放影研報告書(RR) 15-08

潜在性甲状腺機能低下症における代謝性心血管疾患危険因子とその集積

芦澤潔人, 今泉美彩, 宇佐俊郎, 富永 丹, 世羅至子, 飛田あゆみ, 江島英理, 錬石和男, 早田みどり, 市丸晋一郎, 中島栄二, 藤原佐枝子, 前田蓮十, 長瀧重信, 江口勝美, 赤星正純
Clin Endocrinol (Oxf) 72(5):689-95, 2010 May

要約

目的

これまで潜在性甲状腺機能低下症と心血管疾患(CVD)の関連を示唆する報告がなされてきた。放射線被曝の後影響を検討するための放射線影響研究所における原爆被爆者の観察は、潜在性甲状腺機能低下症と代謝性CVD危険因子の関連を検討するのに有用である。本研究の目的は、潜在性甲状腺機能低下症と、代謝性CVD危険因子およびその集積との関連を検討することである。

デザインおよび参加者

本研究は、日本において2000年から2003年に行った3,549人(平均年齢70歳、男性1,221人、女性2,328人)の横断的研究であり、その参加者は、潜在性甲状腺機能低下症の306人と甲状腺機能正常対照者3,243人で構成される。

検討項目

潜在性甲状腺機能低下症と、代謝性CVD危険因子である高血圧症、糖尿病、脂質異常症、高尿酸血症やそれら危険因子の集積との関連を検討した。

結果

潜在性甲状腺機能低下症は、治療を考慮して診断した高血圧症、糖尿病、高尿酸血症とは男女とも有意な関連はなかったが、男性のみの解析では、潜在性甲状腺機能低下症と脂質異常症との有意な関連が認められた(P = 0.02)。

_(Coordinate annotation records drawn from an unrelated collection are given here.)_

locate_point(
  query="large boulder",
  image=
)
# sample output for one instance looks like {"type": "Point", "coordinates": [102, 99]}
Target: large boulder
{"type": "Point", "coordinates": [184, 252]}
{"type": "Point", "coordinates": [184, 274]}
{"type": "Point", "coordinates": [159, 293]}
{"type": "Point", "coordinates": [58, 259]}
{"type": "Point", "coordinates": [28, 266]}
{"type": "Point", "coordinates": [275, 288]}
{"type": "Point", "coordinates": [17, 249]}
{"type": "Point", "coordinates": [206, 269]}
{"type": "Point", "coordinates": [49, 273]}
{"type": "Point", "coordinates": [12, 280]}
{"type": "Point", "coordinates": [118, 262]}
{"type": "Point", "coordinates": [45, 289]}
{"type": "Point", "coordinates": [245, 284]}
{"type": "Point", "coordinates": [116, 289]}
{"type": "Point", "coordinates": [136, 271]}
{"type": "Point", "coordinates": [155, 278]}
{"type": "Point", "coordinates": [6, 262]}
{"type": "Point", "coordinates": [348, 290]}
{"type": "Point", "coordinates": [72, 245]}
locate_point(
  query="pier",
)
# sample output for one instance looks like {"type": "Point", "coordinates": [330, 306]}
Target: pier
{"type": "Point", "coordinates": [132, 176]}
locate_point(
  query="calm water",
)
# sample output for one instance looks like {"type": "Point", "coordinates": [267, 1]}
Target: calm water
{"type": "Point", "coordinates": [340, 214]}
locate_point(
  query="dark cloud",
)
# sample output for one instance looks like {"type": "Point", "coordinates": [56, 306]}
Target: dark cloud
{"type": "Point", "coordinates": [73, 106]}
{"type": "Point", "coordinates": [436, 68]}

また潜在性甲状腺機能低下症の男性では、3個以上の代謝性CVD危険因子の集積において、年齢、body mass index(BMI)、喫煙状況を調整しても有意に高いオッズ比を認めた(オッズ比1.83、95% 信頼区間 1.13-2.94、P = 0.01)。またその関連は、原爆被曝線量を調整しても有意であった。

結論

潜在性甲状腺機能低下症の人においては、代謝性CVD危険因子の集積が有意に多いようである。